O médico acredita que a poesia tem a capacidade única de ajudar os estudantes a ligarem-se holisticamente com os seus futuros pacientes, para não os verem apenas como um problema médico que precisa de ser tratado.

“Por isso, faço com que olhem para os poemas que falam de empatia, compaixão, solidariedade e outros valores humanos que os médicos deveriam mostrar quando estão à frente de um paciente”, conta.

A sua cadeira inclui vários poetas-médicos, como o cirurgião português Júlio Dinis; o pediatra norte-americano William Carlos Williams; o patologista alemão Gottfried Benn; o imunologista checo Miroslav Holub.

O médico já recebeu convites para lecionar noutras universidades médicas em Portugal. Lá fora, a universidade Pompeu Fabra em Barcelona introduziu recentemente um curso de literatura no segundo ano do curso de medicina.

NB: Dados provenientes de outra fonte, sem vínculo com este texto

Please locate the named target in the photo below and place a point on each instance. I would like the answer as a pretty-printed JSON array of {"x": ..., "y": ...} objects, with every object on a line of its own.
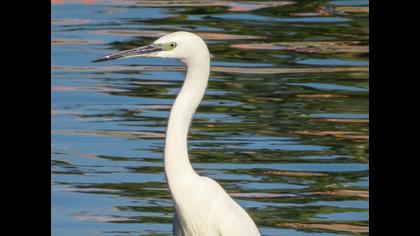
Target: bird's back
[{"x": 208, "y": 210}]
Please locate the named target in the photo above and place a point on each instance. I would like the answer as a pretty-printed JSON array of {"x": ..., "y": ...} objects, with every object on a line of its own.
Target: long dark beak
[{"x": 140, "y": 51}]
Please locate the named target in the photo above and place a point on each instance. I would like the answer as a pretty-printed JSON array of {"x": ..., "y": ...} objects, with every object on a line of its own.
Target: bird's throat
[{"x": 178, "y": 168}]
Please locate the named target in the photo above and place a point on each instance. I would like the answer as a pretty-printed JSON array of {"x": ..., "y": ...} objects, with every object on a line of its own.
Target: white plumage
[{"x": 202, "y": 206}]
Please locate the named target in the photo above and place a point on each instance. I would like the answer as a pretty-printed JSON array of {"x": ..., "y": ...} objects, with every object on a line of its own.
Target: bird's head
[{"x": 180, "y": 45}]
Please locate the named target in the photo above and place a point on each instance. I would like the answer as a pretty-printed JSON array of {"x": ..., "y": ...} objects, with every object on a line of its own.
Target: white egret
[{"x": 202, "y": 206}]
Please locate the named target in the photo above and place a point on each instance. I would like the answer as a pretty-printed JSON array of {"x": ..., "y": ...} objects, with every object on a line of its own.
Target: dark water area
[{"x": 283, "y": 126}]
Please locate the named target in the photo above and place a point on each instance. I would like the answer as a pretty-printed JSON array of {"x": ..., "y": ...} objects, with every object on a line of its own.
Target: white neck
[{"x": 177, "y": 165}]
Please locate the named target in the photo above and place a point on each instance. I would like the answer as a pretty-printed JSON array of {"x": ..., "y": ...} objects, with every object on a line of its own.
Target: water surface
[{"x": 283, "y": 126}]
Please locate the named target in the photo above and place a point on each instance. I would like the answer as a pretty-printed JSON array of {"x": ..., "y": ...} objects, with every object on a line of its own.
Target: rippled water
[{"x": 283, "y": 125}]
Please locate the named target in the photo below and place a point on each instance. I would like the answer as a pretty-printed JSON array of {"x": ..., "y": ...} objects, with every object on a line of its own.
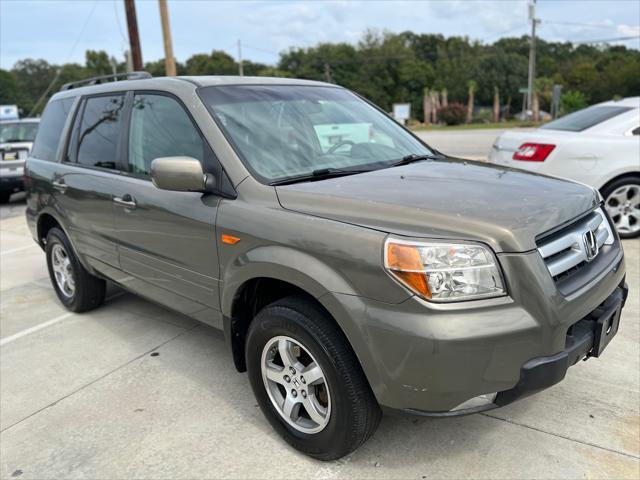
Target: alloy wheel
[
  {"x": 296, "y": 384},
  {"x": 63, "y": 270},
  {"x": 623, "y": 206}
]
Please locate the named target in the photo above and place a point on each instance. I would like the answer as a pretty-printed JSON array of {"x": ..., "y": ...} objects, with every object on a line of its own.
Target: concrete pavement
[{"x": 133, "y": 390}]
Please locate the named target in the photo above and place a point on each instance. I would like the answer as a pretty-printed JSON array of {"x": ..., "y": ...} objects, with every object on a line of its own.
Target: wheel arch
[
  {"x": 47, "y": 220},
  {"x": 265, "y": 275},
  {"x": 632, "y": 173}
]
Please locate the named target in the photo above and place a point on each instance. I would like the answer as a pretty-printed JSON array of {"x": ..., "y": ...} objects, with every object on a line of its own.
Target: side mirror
[{"x": 179, "y": 174}]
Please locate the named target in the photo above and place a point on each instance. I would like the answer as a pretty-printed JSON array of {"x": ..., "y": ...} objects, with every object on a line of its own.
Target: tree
[
  {"x": 572, "y": 100},
  {"x": 9, "y": 92}
]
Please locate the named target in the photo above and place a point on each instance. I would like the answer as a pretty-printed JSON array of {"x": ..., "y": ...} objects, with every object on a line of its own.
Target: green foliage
[
  {"x": 573, "y": 100},
  {"x": 9, "y": 92},
  {"x": 388, "y": 68},
  {"x": 453, "y": 114}
]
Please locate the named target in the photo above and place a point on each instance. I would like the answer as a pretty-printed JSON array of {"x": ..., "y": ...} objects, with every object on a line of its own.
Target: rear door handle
[
  {"x": 126, "y": 201},
  {"x": 60, "y": 185}
]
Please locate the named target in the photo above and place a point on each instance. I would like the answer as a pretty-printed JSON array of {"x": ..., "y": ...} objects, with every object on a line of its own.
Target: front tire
[
  {"x": 332, "y": 411},
  {"x": 77, "y": 289},
  {"x": 622, "y": 201}
]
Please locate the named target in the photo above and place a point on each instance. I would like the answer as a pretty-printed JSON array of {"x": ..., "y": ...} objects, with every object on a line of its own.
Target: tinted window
[
  {"x": 50, "y": 129},
  {"x": 587, "y": 118},
  {"x": 18, "y": 132},
  {"x": 160, "y": 127},
  {"x": 99, "y": 131}
]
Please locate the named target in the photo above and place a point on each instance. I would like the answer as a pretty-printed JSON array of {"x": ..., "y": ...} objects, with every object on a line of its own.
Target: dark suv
[{"x": 353, "y": 268}]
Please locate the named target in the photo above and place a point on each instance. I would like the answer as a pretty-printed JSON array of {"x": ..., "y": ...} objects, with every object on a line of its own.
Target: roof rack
[{"x": 105, "y": 78}]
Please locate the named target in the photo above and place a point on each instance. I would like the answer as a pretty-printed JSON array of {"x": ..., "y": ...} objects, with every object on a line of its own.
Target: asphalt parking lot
[{"x": 133, "y": 390}]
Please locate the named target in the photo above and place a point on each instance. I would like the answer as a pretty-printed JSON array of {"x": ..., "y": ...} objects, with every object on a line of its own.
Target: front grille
[{"x": 567, "y": 251}]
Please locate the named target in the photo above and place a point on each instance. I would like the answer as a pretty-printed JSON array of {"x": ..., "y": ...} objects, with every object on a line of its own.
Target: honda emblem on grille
[{"x": 590, "y": 244}]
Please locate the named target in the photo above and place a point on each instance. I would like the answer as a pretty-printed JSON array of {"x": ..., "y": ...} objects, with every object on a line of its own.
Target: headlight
[{"x": 444, "y": 272}]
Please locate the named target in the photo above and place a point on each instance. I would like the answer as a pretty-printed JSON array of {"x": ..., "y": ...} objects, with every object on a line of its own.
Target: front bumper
[
  {"x": 585, "y": 339},
  {"x": 430, "y": 359}
]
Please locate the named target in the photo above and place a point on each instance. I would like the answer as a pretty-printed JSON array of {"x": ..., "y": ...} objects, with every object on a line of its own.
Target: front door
[
  {"x": 84, "y": 182},
  {"x": 166, "y": 240}
]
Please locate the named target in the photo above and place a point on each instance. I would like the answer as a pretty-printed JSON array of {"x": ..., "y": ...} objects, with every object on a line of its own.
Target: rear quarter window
[{"x": 50, "y": 130}]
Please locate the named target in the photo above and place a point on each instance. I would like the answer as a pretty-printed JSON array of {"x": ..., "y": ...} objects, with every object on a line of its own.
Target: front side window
[
  {"x": 284, "y": 132},
  {"x": 587, "y": 118},
  {"x": 50, "y": 129},
  {"x": 160, "y": 127},
  {"x": 18, "y": 132},
  {"x": 99, "y": 131}
]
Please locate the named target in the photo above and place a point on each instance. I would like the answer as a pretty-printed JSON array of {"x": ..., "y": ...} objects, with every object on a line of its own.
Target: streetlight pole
[
  {"x": 134, "y": 39},
  {"x": 169, "y": 60},
  {"x": 532, "y": 54},
  {"x": 240, "y": 66}
]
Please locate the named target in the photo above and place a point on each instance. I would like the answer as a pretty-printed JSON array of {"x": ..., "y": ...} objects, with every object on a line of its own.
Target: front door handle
[
  {"x": 60, "y": 185},
  {"x": 126, "y": 201}
]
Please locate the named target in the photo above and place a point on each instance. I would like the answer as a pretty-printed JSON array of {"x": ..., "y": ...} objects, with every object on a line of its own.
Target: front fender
[{"x": 281, "y": 263}]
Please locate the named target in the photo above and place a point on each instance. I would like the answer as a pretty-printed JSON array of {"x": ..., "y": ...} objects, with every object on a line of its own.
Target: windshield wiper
[
  {"x": 414, "y": 157},
  {"x": 319, "y": 174}
]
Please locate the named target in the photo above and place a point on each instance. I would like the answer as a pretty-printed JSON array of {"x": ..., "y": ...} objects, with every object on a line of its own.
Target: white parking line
[
  {"x": 19, "y": 249},
  {"x": 34, "y": 329}
]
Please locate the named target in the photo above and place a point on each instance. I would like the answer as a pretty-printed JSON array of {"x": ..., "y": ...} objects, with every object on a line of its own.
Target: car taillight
[{"x": 533, "y": 152}]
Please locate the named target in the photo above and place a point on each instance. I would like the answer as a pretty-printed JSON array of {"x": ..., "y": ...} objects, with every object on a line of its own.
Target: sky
[{"x": 60, "y": 31}]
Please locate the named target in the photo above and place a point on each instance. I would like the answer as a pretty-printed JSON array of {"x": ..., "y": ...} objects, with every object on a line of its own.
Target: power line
[
  {"x": 576, "y": 24},
  {"x": 59, "y": 71},
  {"x": 608, "y": 40}
]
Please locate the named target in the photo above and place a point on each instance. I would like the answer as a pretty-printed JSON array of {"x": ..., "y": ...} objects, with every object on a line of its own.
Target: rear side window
[
  {"x": 50, "y": 130},
  {"x": 99, "y": 131},
  {"x": 160, "y": 127},
  {"x": 587, "y": 118}
]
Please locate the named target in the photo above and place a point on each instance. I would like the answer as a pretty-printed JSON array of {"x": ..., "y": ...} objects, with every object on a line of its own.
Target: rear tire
[
  {"x": 77, "y": 289},
  {"x": 622, "y": 202},
  {"x": 351, "y": 411}
]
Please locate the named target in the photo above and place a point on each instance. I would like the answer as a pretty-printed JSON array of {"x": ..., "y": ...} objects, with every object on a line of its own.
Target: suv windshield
[
  {"x": 587, "y": 118},
  {"x": 18, "y": 132},
  {"x": 283, "y": 132}
]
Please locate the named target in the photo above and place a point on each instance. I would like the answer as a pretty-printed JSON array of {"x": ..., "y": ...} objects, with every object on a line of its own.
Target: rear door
[
  {"x": 85, "y": 181},
  {"x": 167, "y": 239}
]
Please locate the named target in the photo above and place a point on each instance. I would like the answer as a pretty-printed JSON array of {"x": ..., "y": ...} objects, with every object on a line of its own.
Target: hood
[{"x": 453, "y": 199}]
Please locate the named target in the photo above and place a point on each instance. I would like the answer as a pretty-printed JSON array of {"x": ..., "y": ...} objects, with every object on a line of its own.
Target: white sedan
[{"x": 599, "y": 146}]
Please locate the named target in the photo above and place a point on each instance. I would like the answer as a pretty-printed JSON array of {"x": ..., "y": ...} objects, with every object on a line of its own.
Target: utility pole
[
  {"x": 134, "y": 39},
  {"x": 532, "y": 54},
  {"x": 240, "y": 66},
  {"x": 169, "y": 60},
  {"x": 327, "y": 73}
]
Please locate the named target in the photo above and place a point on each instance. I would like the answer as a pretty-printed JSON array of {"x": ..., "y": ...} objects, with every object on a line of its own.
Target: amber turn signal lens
[
  {"x": 229, "y": 239},
  {"x": 404, "y": 262}
]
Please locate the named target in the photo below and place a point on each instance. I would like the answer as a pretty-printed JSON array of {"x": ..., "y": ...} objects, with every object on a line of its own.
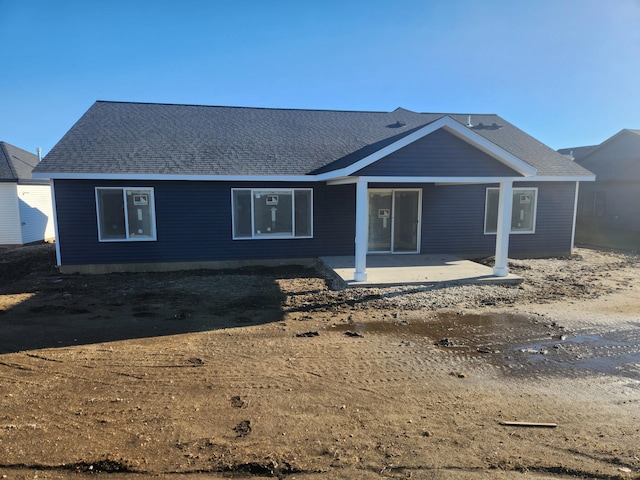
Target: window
[
  {"x": 523, "y": 214},
  {"x": 285, "y": 213},
  {"x": 593, "y": 204},
  {"x": 125, "y": 214}
]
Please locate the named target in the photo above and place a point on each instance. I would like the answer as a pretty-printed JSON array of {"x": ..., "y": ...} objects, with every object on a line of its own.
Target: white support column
[
  {"x": 362, "y": 230},
  {"x": 505, "y": 206}
]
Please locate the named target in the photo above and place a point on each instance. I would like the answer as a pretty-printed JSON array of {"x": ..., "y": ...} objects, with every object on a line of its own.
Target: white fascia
[
  {"x": 449, "y": 124},
  {"x": 456, "y": 180},
  {"x": 193, "y": 178}
]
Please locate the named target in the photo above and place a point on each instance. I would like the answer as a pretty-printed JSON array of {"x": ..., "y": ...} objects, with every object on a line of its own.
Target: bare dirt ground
[{"x": 263, "y": 373}]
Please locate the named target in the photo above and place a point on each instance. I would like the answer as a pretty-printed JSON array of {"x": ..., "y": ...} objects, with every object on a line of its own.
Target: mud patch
[{"x": 527, "y": 342}]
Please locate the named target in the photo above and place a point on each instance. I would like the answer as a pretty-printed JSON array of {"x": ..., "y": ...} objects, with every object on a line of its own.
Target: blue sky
[{"x": 565, "y": 71}]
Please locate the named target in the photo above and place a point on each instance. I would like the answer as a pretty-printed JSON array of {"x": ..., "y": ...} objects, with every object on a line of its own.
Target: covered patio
[{"x": 395, "y": 270}]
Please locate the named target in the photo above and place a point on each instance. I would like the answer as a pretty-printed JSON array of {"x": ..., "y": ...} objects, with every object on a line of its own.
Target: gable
[
  {"x": 439, "y": 154},
  {"x": 15, "y": 164},
  {"x": 617, "y": 158}
]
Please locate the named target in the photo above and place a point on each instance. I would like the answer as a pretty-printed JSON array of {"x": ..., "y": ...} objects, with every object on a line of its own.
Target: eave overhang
[{"x": 450, "y": 125}]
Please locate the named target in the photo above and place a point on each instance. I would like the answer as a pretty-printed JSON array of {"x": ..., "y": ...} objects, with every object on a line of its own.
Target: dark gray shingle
[{"x": 143, "y": 138}]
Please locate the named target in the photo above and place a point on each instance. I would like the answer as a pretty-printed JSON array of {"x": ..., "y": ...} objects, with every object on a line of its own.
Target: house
[
  {"x": 159, "y": 186},
  {"x": 609, "y": 208},
  {"x": 26, "y": 215}
]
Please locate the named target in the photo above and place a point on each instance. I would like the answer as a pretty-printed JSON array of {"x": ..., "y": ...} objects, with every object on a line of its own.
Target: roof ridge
[{"x": 242, "y": 107}]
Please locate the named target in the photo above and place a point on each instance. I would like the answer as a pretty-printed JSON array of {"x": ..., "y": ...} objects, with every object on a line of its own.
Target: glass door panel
[
  {"x": 380, "y": 205},
  {"x": 405, "y": 221}
]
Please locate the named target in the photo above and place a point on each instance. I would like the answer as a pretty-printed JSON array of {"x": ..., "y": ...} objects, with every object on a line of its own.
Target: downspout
[
  {"x": 505, "y": 207},
  {"x": 575, "y": 217},
  {"x": 362, "y": 230},
  {"x": 55, "y": 222}
]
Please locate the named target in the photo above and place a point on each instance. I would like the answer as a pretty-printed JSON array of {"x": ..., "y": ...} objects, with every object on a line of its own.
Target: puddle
[
  {"x": 453, "y": 331},
  {"x": 516, "y": 341},
  {"x": 595, "y": 353}
]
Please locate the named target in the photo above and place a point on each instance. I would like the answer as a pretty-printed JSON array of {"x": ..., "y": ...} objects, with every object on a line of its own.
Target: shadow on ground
[{"x": 40, "y": 308}]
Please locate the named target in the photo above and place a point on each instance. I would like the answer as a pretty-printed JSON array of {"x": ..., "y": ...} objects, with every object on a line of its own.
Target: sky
[{"x": 565, "y": 71}]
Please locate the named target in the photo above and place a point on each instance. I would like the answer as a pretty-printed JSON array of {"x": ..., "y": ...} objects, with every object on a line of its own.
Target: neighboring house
[
  {"x": 609, "y": 208},
  {"x": 26, "y": 215},
  {"x": 157, "y": 186}
]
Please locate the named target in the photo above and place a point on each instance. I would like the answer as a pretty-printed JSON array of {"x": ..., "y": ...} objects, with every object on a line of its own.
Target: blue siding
[
  {"x": 193, "y": 221},
  {"x": 439, "y": 154},
  {"x": 453, "y": 221}
]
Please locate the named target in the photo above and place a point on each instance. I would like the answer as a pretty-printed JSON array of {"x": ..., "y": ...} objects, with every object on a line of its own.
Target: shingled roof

Numa das aulas a que o jornal assistiu, o médico cita o seu próprio poema História Clínica, que fala de uma mulher que sofre uma dupla mastectomia, mas que também aborda anos de violência doméstica por parte do marido, fazendo um jogo de palavras com medalha: tanto pode referir-se aos seios da paciente como às marcas da violência doméstica. No fim, como consequência da mastectomia, o marido deixa-a. Mas “está enfim livre de perigo”: bem de saúde e com o agressor já longe.

O cheiro do corredor
O
corredor de hospital onde se aguarda a noticia é
escuro
e abafado. As cadeiras de plástico (polidas e
pacientes) aceitam familiares com
um único objectivo: «positivo
ou negativo?» O medo
bebe um cigarro
(fuma o terceiro café)
julgando furtar-se ao cheiro que habita
o corredor –
um cheiro iniludível que invade a memória
acerbando a angústia que antecede
o veredicto: «negativo
ou positivo?» As mãos
tecem litanias
algemadas a um terço (a esperança é o nervo
quando a crença é o músculo) e o
cheiro do corredor fica colado à resposta que
chega pelo fim do dia
devolvendo ordem ao mundo: «Negativo.»
«Negativo?»
«É negativo.»
de Nómada (2018).

Cortejo fúnebre
Quando o carro fúnebre passou a morrer
frente ao Café
enterrei a atenção num jornal receando conhecer
aquele nome ao comprido no seu
último passeio pela vila. Os mais velhos
no Café
ousaram até à vidraça comentando
circunstâncias sobre a vida que o
morto tinha. O
sino da torre da igreja soava
tão alto lá fora
os acordes pareciam flechas
alvejando o salão. A
morte não é tudo
na vida pelo que no instante seguinte
todo o povo dispersou e os mais velhos
no Café
voltaram ao dominó
cotejando entre si a última ida ao médico
o mais recente sinal ou
sintoma de doença.
Espreitei a rua para ver se a
morte já ia longe
ainda sentia o sino a latejar na cabeça
dessa vez
(tive a certeza)
tentou ver se levava alguma
coisa de mim.
de Rés-do-Chão (2003)

Copyright © Jornal Económico. Todos os direitos reservados.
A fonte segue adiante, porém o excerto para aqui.